Part II (System Integration): This part introduces the students to Mechatronic philosophies of system design and integration. It will provide the essential tools and the techniques for system analysis, design, modelling, simulation, evaluation, and validation; to enable students to practice effectively as a Mechatronic Engineer. It also exposes the students to a range of Mechatronic System Design case studies; as well as the novel Digital Twin technology leveraging Model Based System Engineering (MBSE).
Machine Vision, Robotics and Artificial Intelligence
The module will provide both conceptual and detailed knowledge in the area of robotics, machine vision and artificial intelligence. The module will explore the key concepts related to machine vision, robotics and artificial intelligence and their current challenges, develop techniques and present applications of these technologies.

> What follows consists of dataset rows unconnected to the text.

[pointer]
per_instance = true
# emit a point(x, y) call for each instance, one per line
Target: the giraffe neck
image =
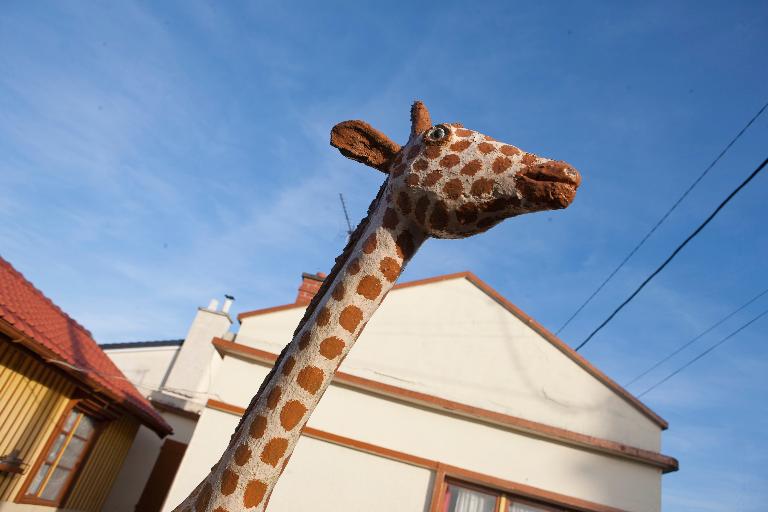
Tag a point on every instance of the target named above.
point(260, 448)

Engineering Business Environment and Research Methods
The engineering business part of this module is to enable students to understand and reflect upon the role of business in a rapidly changing, globalised world. It identifies opportunities and threats for industry arising from environmental policy, legislation and societal change, and explores how businesses respond to future environmental challenges: for example, through supply chain management, logistics, life -cycle analysis, green accounting and carbon trading. Challenging questions are asked such as: can industry be a positive force for good? How do businesses learn and adapt to new challenges and economic models? This module benefits practitioners in industry, and future academics exploring the sustainability of engineering businesses.
The module also teaches students self-direction, and originality in problem solving. The research methods and associated study skills parts of the module provide students with the skills to successfully complete a research project.
Digital Signal Processing, Control, and Instrumentation
Part I (Digital Signal Processing): This part considers the applications of signal analysis and computational methods for processing digital signals, including images. The emphasis is on the generation of appropriate 'software solutions' for digital signal and image processing (DSIP) in the time and frequency domains.
Part II (Control & Instrumentation): This part provides an advanced knowledge in both theory and practical implementation of control systems including state-space representation and advanced topics for SISO systems. The background theory is supported by computer aided design studies (e.g., using the MATLAB package) and practical laboratory experiments. The students also learn about principles of interfacing industrial processes with control computers and the instrumentation required for this purpose. This part intends to develop the student's ability to critically analyse engineering problems involving control and instrumentation issues and to further develop his/her experimental and theoretical skills.
This module merges two previously distinct modules, Dissertation (for non-engineering courses) and Individual Project (for engineering courses). As it will cover a great diversity of courses, it will be delivered as a team effort.
The module aims to introduce the student to the discipline of independent research carried out in a restricted timeframe. It will involve self-organisation, application, analysis and presentation of work. The topic will be chosen from a list provided by staff, grouped by discipline, or chosen by the student and agreed with the dissertation supervisor. It must be relevant to the course being taken. The project may involve practical work, or be entirely desktop based. An ethics form will be required with approval but is not marked. The Report should be approximately 10,000 – 15,000 words, reflecting the amount of practical work and the nature of the topic.